There's a lovely small museum on the grounds:
In its small space, you can get an excellent overview not just of the grounds, but of the history. The Totonacos of Cempoala shared a lot with other Mesoamerican cultures
Ball games:
A sign in the museum explains:
Locks, yokes and balls are the materials associated with the ball game which one generally found as offerings and which are characteristic of the Gulf of Veracruz. All are made of very strong materials, polished, semipolished, or left rough.
The majority of these pieces [in the museum] have been found in the land cultivated by the community of Zempoala [Cempoala].
For a delightful explanation and demonstration of aspects of this Mesoamerican game, check out this link.
Cempoala shared pottery styles:
Many figurines have been found at Cempoala as have clay stamps for printing and a variety of tools:
These are printing cylinders:
The dancers who leap from high poles are from this area. Here is a picture of some of them from the Museum:
And here is a pole on the grounds of Cempoala that I think is still in use:
According to a museum description, "The ceremony is related to the fertility of the earth and is dedicated to Tonathiu, the god of the sun. The four fliers represent the seasons of the year. Originally [the dancers] had to spin in a spiral thirteen times from the top of the pole to the ground, which multiplied by by four gives 52, the number of years [cycles of seasons] in the Mesoamerican century.
A few photos from the grounds -- many more can be found elsewhere online.

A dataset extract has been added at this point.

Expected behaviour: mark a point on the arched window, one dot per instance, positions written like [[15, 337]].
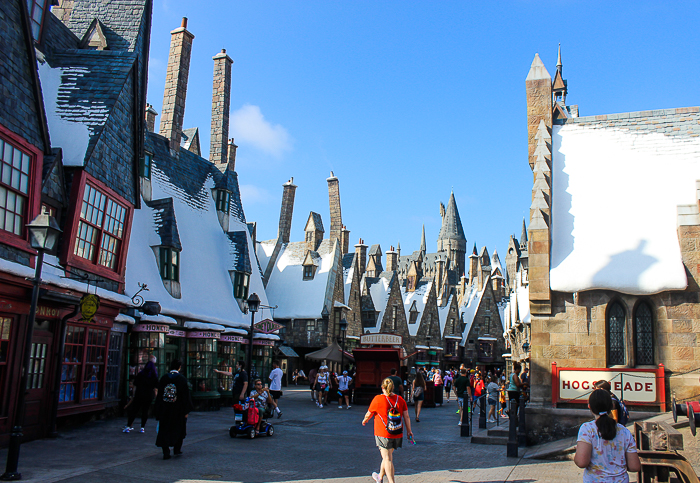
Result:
[[616, 334], [644, 335]]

Here is Jim walking past a temple base:
The gladiator ring in front of a larger structure:
Gladiator ring with throne construction behind it:
Here you can see stages of discovering a ruin, uncovering it, starting restoration and the finished product. The original builders used ground shells from the coast in a mortar mix.
There are a number of trees called nacaxtles on the grounds of Cempoala. This is I think the biggest:
This is the nacaxtle's seed pod:
Nacaxtles are indigenous to the coastal area where you find Cempoala. They grow up to twenty meters tall and have trunk diameters as much as 2 meters in length. Sometimes the reach of their branches horizontally is greater than their height. As is the case with so many plants in our area, they are put to much use. Their wood is good and used for everything from beams to furniture, trees being cut after they reach twenty years of age up until around 100 years of age. People like them because they grow easily in fields where they provide shade for cattle. Cattle can eat the seed pods, but not too many because it can give them diarrhea. The seeds contain something called saponino which can be used as a substitute for soap, and even though they may cause digestive problems for cattle, they provide a useful medicine for the same problem in people. The trunk exudes a liquid useful in the treatment of bronchitis. Mature fruit contain a gum-resin which when mixed with the fruit's ground pulp can used to bind charcoal.